Anyone who was in Panama City, Fla., last year when Hurricane Michael hit has a story to tell. Christina Harding rode out the storm with her mother, daughter and two nephews. "It was crazy," she says. "We had to tie the door shut because Michael was trying to come into the house with us, which was not what we wanted. It was like bam, bam, bam, bam. Like somebody trying to get in, you know?"
When she stepped outside after the storm, Harding says, it looked like a bomb had gone off. Pointing across the road, one guy's house "was just completely caved in on the backside," she says. "We saw these trailers coming apart across the road."
Harding lost some fencing and a window from flying debris. But otherwise, her house was largely fine. She expected it would be because she helped build it with Habitat for Humanity and knew how strong it was.
Many others weren't as fortunate. Margo Anderson, the mayor of Lynn Haven, Fla., a small community next door to Panama City says her city had 254 houses "wiped off the earth." Anderson says some of old homes dating back to the city's founding came through the hurricane. But some of the more recent construction couldn't stand up to Michael's sustained high winds. She says some houses built in the "hurricane preventative times" with trusses and windows that weren't supposed to come out didn't fare very well.
On Florida's panhandle, communities are still struggling to recover from Hurricane Michael and many are uneasy about the beginning of another hurricane season. Michael was a category 5 hurricane with 160-mile-per-hour winds that shredded thousands of houses in Panama City and surrounding areas. It's an area that's long had some of Florida's weakest building codes.
After the last category 5 hurricane hit Florida, nearly 30 years ago, the state revamped its building code. This time, Leslie Chapman-Henderson, who heads the Federal Alliance for Safe Homes, says there's been little movement in that direction. "After Hurricane Michael," she says, "one would expect that the policy direction would be toward adopting stronger codes.

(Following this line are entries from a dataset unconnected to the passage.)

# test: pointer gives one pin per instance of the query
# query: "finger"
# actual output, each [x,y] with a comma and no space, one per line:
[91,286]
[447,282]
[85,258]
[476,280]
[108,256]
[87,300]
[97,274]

We have not seen that to be the case."
A bill was introduced earlier this year in Florida's legislature included a directive to strengthen the state's building code. It died in committee after two hearings.
A decade after Hurricane Andrew, Florida adopted a statewide construction code that established minimum wind speeds buildings would have to withstand. But until 2008, much of the panhandle, including Panama City was granted an exception to the code. Chapman-Henderson says that exception proved costly. "If we had not had that in place for seven years," she says, "the homes that just hit by Michael last year would have been so much stronger. But they weren't because of short-sighted policy."
Although that policy was eventually changed, wind speed standards along the panhandle are still lower than in many other parts of the state. One reason for that is that the region had never experienced a major hurricane — until Michael.
One builder on the panhandle that has always gone well beyond the minimum requirements of the construction code is Habitat for Humanity. The executive director of Habitat for Humanity in Bay County, Lance Rettig says the impetus for that comes from the group's insistence on building homes "habitat strong."
Habitat's construction manager in Bay County, Ross Potts, says in Hurricane Michael, "Our houses did really well in part due to our hipped roofs," referring to roofs that slope downward. "So there was nothing for the wind to grab and rip off. The steel on the roof was also key. Shingles were blowing off everywhere but our steel stayed in place."
Habitat is currently building two new homes in Panama City. Potts says relatively simple construction techniques make their homes resistant to hurricane-force winds. "There's thicker plywood on the roof ... holding the steel on." Screws, not nails are used on the roof and to fasten windows to the walls. Habitat also uses more "go bolts" — long, threaded rods that connect the roof beams to the home's foundation.
It takes a bit more time, but doesn't cost that much more. Rettig says, "The difference is maybe $1,000. You know, it's twice as many nails, a little bit of an upgrade in wood and go bolts that are incrementally not that much of a difference." Using steel on the roof instead of shingles, he says, can add an additional $2,000-3,000 to the cost of a home.